Learning Low Rank Neural Representations of Hyperbolic Wave Dynamics from Data
This work addresses dimensionality reduction for physics-based wave data, offering potential efficiency gains for deployment in performance-critical applications, though it appears incremental as it builds on existing neural and hypernetwork frameworks.
The authors tackled the problem of representing hyperbolic wave propagation data by developing a low rank neural representation (LRNR) method, which learns efficient low-dimensional representations from data and reveals interpretable physical features through decomposition.
We present a data-driven dimensionality reduction method that is well-suited for physics-based data representing hyperbolic wave propagation. The method utilizes a specialized neural network architecture called low rank neural representation (LRNR) inside a hypernetwork framework.
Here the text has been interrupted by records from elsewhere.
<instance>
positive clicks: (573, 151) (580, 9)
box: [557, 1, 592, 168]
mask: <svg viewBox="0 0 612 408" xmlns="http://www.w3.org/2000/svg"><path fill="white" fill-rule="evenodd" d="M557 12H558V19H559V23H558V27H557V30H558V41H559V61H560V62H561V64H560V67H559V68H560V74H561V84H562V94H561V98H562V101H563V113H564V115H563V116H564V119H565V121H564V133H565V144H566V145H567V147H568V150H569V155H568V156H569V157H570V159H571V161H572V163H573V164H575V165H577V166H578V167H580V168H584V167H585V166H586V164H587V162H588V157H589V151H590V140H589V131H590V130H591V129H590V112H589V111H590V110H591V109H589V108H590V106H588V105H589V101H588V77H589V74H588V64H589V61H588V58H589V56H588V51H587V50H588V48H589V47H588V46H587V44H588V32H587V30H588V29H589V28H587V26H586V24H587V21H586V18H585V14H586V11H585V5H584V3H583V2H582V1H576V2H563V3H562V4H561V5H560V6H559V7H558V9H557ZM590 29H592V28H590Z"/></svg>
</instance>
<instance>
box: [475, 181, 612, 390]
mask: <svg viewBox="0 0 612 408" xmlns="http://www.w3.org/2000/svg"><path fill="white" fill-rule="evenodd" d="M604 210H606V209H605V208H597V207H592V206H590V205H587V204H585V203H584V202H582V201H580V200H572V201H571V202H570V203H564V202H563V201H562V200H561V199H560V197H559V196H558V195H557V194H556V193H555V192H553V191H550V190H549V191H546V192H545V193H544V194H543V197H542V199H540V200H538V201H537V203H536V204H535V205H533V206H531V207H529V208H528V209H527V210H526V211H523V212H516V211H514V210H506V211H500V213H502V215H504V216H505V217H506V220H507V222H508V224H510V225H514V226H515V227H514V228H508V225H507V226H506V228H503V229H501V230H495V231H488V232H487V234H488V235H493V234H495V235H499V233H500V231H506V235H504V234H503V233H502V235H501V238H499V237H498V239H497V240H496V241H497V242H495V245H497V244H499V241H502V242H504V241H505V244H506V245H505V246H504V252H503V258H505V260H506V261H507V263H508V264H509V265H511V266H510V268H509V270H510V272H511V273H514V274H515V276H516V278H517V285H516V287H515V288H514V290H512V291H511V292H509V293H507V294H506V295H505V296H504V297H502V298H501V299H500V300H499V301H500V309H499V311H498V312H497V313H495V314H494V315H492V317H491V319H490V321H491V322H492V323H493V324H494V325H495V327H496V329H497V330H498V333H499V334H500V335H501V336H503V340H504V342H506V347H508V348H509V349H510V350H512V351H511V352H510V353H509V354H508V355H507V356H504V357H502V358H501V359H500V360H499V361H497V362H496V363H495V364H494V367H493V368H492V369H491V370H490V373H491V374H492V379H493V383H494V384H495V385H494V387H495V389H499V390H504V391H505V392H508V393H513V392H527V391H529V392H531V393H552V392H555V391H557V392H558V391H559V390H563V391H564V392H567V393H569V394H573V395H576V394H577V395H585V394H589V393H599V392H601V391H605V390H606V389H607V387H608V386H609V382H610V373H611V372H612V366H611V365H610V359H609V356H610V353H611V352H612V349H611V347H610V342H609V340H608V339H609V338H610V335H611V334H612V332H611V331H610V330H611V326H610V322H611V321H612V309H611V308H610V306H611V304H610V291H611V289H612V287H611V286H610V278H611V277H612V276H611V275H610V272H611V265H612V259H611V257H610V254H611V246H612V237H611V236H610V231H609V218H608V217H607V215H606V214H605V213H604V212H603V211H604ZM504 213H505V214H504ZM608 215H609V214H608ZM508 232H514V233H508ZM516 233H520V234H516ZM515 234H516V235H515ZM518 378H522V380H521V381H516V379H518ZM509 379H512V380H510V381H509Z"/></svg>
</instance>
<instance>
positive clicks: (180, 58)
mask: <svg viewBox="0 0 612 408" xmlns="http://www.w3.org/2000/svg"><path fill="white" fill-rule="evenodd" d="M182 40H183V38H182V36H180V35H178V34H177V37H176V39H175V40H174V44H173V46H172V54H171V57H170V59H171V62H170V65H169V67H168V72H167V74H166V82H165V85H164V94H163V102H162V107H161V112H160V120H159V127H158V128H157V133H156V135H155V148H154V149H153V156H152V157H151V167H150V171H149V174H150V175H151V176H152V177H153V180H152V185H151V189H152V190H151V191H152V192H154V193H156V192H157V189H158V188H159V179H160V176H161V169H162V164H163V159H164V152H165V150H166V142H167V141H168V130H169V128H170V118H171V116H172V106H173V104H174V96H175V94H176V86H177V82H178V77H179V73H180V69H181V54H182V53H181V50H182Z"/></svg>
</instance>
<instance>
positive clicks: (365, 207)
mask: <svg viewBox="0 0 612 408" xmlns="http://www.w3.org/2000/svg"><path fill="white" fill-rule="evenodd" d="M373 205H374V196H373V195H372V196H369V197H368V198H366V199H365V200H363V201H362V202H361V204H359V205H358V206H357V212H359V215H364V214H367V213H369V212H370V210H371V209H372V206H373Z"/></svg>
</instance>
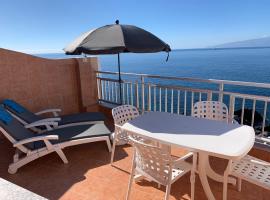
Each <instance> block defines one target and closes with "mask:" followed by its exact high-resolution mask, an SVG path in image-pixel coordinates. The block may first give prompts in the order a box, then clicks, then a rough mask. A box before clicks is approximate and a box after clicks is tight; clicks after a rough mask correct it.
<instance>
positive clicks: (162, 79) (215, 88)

The architecture is motivated by theoretical results that rigorously prove the existence of efficient representations for this wave class. We illustrate through archetypal examples that such an efficient low-dimensional representation of propagating waves can be learned directly from data through a combination of deep learning techniques. We observe that a low rank tensor representation arises naturally in the trained LRNRs, and that this reveals a new decomposition of wave propagation where each decomposed mode corresponds to interpretable physical features. Furthermore, we demonstrate that the LRNR architecture enables efficient inference via a compression scheme, which is a potentially important feature when deploying LRNRs in demanding performance regimes.